Booker T. Washington got his education at the Hampton Institute in Virginia several years after the Civil War. While talking about Samuel Armstrong, founder of Hampton, Washington said, "The older I grow, the more I am convinced that there is no education which one can get from books and costly apparatus that is equal to that which can be gotten from contact with great men and women. Instead of studying books so constantly, how I wish that our schools and colleges might learn to study men and things!"

Washington also learned the value of diligent work, and he applied that lesson at Tuskegee. All students there had to work. One of their major tasks in the first few years was actually building the school. This gave the students a sense of pride and ownership in their campus. As Washington noted, "Not a few times, when a new student has been led into the temptation of marring the looks of some building by leadpencil marks or by the cuts of a jack-knife, I have heard an old student remind him: 'Don't do that. That is our building. I helped put it up.'"

 Tuskegee Normal and Industrial Institute (c. 1916)

Tuskegee Normal and Industrial Institute (c. 1916)

Learning practical skills, Washington believed, would give former slaves and their descendants an opportunity to make a way for themselves. Some black leaders wanted to focus on classical education and dismissed the importance of practical, "industrial" education. Washington observed:

The individual who can do something that the world wants done will, in the end, make his way regardless of race. One man may go into a community prepared to supply the people there with an analysis of Greek sentences. The community may not at the time be prepared for, or feel the need of, Greek analysis, but it may feel its need of bricks and houses and wagons. If the man can supply the need for those, then, it will lead eventually to a demand for the first product, and with the demand will come the ability to appreciate it and to profit by it.
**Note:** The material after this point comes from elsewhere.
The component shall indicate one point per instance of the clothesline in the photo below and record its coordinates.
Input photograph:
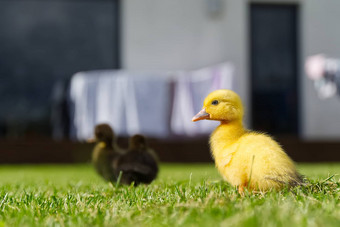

Children can and do get a bad education everywhere--public school, private school, and homeschool. Children also get a good education from dedicated people in each of those settings. There is not a one-size-fits-all educational solution for every child in every family in every community. As we seek to educate our own children, and as our society makes decisions that affect other people's children, we should listen to the wisdom of Booker T. Washington. He reminds us that true education is about much more than filling our heads with knowledge. Ultimately education is about finding out how each of us can live her one life well. In conclusion he says:

My whole life has largely been one of surprises. I believe that any man’s life will be filled with constant, unexpected encouragements of this kind if he makes up his mind to do his level best each day of his life—that is, tries to make each day reach as nearly as possible the high-water mark of pure, unselfish, useful living. I pity the man, black or white, who has never experienced the joy and satisfaction that come to one by reason of an effort to assist in making some one else more useful and more happy.